This spring minestrone soup is a fresh and flavorful take on traditional tomato-based minestrone. Colorful, seasonal spring vegetables, creamy mini potatoes, savory pesto, and sharp parmesan cheese make this vibrant soup stand out. It's a versatile recipe for a satisfying one-pot meal that will be on the table in under 30 minutes.
Heat the olive oil in a large soup pot over medium heat. Add the onion, carrots, and celery and cook until the onion is translucent, about 3 minutes.
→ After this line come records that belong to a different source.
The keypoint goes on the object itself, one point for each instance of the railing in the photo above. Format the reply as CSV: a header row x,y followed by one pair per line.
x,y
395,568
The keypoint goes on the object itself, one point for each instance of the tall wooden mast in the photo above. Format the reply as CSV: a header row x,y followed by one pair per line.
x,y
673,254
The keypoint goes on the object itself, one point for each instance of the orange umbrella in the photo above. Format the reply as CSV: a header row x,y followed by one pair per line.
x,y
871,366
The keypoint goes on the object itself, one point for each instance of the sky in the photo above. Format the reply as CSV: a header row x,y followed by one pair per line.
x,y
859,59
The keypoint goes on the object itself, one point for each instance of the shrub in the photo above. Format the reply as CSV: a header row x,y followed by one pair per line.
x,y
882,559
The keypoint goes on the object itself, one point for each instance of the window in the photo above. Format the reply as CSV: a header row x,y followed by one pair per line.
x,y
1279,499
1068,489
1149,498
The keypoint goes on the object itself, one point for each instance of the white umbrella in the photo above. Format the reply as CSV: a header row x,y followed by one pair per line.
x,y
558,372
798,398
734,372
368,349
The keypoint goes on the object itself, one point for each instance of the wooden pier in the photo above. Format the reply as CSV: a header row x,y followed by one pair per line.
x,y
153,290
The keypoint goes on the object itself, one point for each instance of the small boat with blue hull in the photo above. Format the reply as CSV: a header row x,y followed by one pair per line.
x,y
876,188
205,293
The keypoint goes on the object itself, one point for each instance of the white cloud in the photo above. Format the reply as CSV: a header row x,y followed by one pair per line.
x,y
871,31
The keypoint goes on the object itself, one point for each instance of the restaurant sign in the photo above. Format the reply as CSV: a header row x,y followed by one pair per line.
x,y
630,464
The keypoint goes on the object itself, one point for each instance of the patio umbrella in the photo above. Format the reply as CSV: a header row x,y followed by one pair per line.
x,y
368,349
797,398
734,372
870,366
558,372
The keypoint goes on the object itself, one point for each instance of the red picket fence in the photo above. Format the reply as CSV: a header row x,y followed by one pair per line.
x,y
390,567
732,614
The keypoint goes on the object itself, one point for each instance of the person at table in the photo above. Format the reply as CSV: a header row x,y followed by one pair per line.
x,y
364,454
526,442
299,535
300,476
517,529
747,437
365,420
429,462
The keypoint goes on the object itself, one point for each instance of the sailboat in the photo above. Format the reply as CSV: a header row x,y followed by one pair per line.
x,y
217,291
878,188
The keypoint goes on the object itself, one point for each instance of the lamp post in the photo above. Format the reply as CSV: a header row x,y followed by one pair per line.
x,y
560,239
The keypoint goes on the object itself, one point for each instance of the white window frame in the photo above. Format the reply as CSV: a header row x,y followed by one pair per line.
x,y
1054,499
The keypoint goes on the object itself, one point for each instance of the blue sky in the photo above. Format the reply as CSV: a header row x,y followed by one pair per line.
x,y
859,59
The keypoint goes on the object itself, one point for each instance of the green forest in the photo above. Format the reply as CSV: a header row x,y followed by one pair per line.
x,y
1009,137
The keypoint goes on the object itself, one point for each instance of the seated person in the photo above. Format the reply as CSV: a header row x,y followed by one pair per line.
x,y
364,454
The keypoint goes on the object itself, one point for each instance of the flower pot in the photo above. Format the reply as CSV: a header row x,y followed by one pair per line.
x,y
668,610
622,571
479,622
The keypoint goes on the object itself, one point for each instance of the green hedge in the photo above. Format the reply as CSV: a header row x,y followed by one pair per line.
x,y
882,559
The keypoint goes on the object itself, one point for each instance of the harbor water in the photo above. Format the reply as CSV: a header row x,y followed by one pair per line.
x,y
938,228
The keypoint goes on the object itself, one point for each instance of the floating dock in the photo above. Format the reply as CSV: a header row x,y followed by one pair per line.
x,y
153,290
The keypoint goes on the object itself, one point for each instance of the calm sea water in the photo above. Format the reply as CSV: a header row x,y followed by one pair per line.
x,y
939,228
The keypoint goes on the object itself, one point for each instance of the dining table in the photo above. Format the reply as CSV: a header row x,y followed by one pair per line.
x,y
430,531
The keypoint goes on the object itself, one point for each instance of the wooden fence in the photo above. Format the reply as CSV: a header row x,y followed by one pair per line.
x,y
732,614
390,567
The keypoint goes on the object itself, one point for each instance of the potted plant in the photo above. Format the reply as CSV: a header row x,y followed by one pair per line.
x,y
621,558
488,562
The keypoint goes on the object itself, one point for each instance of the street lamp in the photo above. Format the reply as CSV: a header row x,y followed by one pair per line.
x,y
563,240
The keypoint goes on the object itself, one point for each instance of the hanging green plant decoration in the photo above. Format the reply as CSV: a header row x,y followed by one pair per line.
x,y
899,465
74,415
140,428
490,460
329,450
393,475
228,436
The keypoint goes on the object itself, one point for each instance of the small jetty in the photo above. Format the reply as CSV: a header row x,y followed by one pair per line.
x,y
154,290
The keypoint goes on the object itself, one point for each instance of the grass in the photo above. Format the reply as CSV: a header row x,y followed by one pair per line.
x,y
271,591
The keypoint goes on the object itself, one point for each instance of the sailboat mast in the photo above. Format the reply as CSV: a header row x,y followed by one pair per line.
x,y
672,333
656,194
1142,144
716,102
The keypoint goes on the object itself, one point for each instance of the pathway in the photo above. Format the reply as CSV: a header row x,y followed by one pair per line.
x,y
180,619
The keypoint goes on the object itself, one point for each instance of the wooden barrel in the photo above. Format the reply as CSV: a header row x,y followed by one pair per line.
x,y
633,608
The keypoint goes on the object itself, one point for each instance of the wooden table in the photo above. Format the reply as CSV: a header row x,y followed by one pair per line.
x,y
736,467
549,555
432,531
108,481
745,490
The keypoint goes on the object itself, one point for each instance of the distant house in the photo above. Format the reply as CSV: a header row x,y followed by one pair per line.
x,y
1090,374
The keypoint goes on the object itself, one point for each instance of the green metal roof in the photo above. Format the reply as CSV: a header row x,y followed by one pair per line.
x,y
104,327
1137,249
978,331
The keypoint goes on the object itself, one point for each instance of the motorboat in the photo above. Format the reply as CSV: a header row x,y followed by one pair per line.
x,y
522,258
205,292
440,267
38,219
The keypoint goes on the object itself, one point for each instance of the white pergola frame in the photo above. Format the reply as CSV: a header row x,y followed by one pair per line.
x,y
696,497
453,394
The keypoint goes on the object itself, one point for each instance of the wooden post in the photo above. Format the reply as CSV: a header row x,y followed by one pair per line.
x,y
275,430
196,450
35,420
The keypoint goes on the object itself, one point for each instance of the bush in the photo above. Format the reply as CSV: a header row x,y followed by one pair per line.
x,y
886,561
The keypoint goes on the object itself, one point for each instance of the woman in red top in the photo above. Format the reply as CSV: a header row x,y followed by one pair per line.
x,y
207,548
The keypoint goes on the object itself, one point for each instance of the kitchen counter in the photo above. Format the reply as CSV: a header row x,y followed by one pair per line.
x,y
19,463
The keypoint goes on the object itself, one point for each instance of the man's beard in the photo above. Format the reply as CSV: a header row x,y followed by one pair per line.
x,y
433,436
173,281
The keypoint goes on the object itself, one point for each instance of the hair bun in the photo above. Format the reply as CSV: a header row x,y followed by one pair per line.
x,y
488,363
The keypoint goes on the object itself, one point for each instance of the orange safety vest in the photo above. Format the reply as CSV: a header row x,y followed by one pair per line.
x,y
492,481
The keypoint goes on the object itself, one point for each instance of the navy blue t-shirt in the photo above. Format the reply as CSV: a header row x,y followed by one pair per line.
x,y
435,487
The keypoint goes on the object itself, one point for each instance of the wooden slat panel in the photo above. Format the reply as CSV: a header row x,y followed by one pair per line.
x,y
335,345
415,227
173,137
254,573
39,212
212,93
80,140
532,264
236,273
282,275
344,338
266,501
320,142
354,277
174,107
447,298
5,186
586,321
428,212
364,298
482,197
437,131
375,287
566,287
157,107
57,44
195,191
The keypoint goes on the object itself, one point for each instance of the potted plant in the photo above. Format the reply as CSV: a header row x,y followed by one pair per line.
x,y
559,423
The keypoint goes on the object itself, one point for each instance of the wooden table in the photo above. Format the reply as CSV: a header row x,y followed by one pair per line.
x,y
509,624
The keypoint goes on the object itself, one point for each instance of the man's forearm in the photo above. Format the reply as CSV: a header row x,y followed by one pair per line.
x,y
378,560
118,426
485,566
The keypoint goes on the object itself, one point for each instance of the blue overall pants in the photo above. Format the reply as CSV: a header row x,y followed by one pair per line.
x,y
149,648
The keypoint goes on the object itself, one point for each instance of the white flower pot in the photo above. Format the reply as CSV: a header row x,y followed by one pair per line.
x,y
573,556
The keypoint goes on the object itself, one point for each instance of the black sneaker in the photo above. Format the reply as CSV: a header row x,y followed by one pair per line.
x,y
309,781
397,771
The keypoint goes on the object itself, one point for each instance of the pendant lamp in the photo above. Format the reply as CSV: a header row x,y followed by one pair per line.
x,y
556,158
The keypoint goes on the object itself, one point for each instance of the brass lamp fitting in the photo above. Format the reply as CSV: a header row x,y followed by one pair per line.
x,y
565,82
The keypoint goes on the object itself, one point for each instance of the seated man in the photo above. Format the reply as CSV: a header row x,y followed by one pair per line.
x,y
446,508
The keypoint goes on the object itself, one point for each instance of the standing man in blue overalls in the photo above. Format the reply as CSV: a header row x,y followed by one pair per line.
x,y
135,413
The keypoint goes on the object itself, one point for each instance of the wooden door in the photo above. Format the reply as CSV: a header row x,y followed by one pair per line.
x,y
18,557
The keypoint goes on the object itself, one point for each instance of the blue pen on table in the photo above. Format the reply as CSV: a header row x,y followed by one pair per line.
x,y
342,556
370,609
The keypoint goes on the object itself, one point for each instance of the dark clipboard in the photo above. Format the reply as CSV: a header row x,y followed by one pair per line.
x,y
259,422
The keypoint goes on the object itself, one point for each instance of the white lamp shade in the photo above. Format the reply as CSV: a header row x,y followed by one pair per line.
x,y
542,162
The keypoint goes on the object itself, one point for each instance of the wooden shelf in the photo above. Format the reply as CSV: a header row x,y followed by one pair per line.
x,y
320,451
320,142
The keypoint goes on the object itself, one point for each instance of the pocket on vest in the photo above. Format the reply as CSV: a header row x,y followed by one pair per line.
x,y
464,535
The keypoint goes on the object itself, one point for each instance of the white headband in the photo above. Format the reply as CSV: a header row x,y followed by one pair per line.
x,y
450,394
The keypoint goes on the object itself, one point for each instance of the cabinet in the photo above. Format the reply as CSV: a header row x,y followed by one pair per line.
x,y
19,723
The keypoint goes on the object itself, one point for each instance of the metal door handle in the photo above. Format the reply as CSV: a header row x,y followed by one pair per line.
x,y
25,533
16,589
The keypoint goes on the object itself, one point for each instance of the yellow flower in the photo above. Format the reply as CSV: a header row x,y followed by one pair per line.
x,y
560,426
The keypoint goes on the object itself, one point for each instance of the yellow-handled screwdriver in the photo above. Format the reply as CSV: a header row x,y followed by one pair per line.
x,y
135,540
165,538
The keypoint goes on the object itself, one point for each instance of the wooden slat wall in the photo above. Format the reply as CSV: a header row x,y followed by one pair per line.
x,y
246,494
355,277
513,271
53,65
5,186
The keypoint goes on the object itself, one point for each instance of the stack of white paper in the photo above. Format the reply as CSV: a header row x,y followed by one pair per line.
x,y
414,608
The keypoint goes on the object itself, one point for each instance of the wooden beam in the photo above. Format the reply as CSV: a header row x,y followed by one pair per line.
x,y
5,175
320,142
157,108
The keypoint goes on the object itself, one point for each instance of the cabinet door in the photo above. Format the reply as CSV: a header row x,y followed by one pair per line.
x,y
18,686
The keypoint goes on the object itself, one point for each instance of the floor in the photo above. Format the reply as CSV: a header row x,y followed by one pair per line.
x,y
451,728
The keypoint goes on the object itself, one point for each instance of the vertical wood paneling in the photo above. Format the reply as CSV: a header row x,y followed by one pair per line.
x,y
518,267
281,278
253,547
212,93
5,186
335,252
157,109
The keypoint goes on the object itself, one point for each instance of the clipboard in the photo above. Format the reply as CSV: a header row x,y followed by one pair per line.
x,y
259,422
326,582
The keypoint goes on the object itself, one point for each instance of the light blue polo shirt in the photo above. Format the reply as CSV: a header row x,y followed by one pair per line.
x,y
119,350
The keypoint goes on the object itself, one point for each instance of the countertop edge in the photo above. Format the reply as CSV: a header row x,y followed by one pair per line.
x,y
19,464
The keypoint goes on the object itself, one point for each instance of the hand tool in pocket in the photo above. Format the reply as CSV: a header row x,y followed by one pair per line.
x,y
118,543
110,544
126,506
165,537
Add the garlic and cook for one minute more.
2 tablespoons olive oil, 1 medium onion, 2 medium carrots, 1 stalk celery, 2 cloves garlic
Add the potatoes, bone broth, and chili flakes, and bring the pot to boil. Reduce the heat and simmer gently with the lid partially on the pot for 10 minutes.
12 mini potatoes, 6 cups chicken bone broth, ¼ teaspoon chili flakes
Add the asparagus, peas, and snap peas and simmer for 5 minutes more.
12 medium asparagus spears, 1 cup peas, 1 cup snap peas
Stir the parmesan cheese, lemon juice, and pesto into the soup then season to taste with salt and pepper. Serve with fresh pesto and extra parmesan on top.
½ cup grated parmesan cheese, 3 tablespoons pesto, ¼ cup fresh lemon juice
Notes
We use mini potatoes, which are also called creamer potatoes, in this recipe. You can use other small, thin-skinned potatoes. If the potatoes you use are larger than a golf ball size, cut them in half or quarters before you slice them so they will be bite-sized.